Todas estas descrições serão excessivas? Na ótica de muitos, parecerão mesmo desesperantes, caricaturais e demasiado negras. Contudo são imagens que nos vêm espontaneamente ao espírito quando ouvimos, episodicamente, que o debate público versa sobre o tema dos lares de terceira idade insuficientemente dotados em créditos, em lugares, em pessoal, em conforto e em número.
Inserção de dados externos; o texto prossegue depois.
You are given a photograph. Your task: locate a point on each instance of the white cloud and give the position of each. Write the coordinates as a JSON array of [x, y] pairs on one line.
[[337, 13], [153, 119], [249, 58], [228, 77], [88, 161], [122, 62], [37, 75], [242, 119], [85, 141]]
Pode acontecer que algumas recordações de felicidade fugitiva saiam do cérebro quando se pensa num aniversário organizado com os filhos para os 95 anos da tia Maria ou quando a avó perto dos 100 anos que adorava Jesus e o vinho do porto mostrava um pequeno sorriso quando bebia um copinho. Mas estes momentos de alegria cheios de sorrisos e de recordação dos tempos passados seriam de alegria aos olhos dos pensionários eles-mesmos? Ficávamos contentes do efeito aparente das nossas visitas pouco frequentes. Aliviávamos as nossas consciências. Sabíamos que repartiríamos para a “verdadeira vida”, fora, com o ruído dos carros, das motas que atravessam a cidade como foguetões estridentes. À noite, projetávamos os nossos próprios futuros. Como é que serei eu com essa idade? Qual o melhor lugar para se preparar para morrer? Num hotel cheio de sol no Algarve, numa casa na aldeia? No hospital onde nos conduziria talvez a doença que não esperávamos ter? Em casa, claro, sonhávamos com isso: onde a dignidade dos humanos passa por uma autonomia continuada e com referências estáveis. A nação não sabe o que fazer com os seus mais velhinhos, estes além de seniores, aqueles para além da terceira idade, estas pessoas da última idade, impotentes muitas vezes, esgotados e desfeitos quase sempre, perdidos, e que ficam muito caros à comunidade. Os profissionais que os acompanham para as últimas circunstâncias das suas existências são duma entrega sem limites: faríamos nós a metade do que eles (sobretudo elas) fazem por esses campesinos? O seu tratamento é um dos maiores escândalos da nossa República. Antes de nos lamentarmos sobre a nossa sorte de vivos provisórios pensemos nesta parcela de humanidade que amontoamos nestas penúltimas estações antes da auto-estrada da vida eterna e que tenta conjurar o medo ancestral perante a morte e resistir à angústia da nossa finitude.

Na sabedoria da noite, deve haver lugar para a serenidade e o abandono. Temos a vida toda para nos prepararmos. Agradeçamos desde já aos que nos poderão ajudar, perto do fim.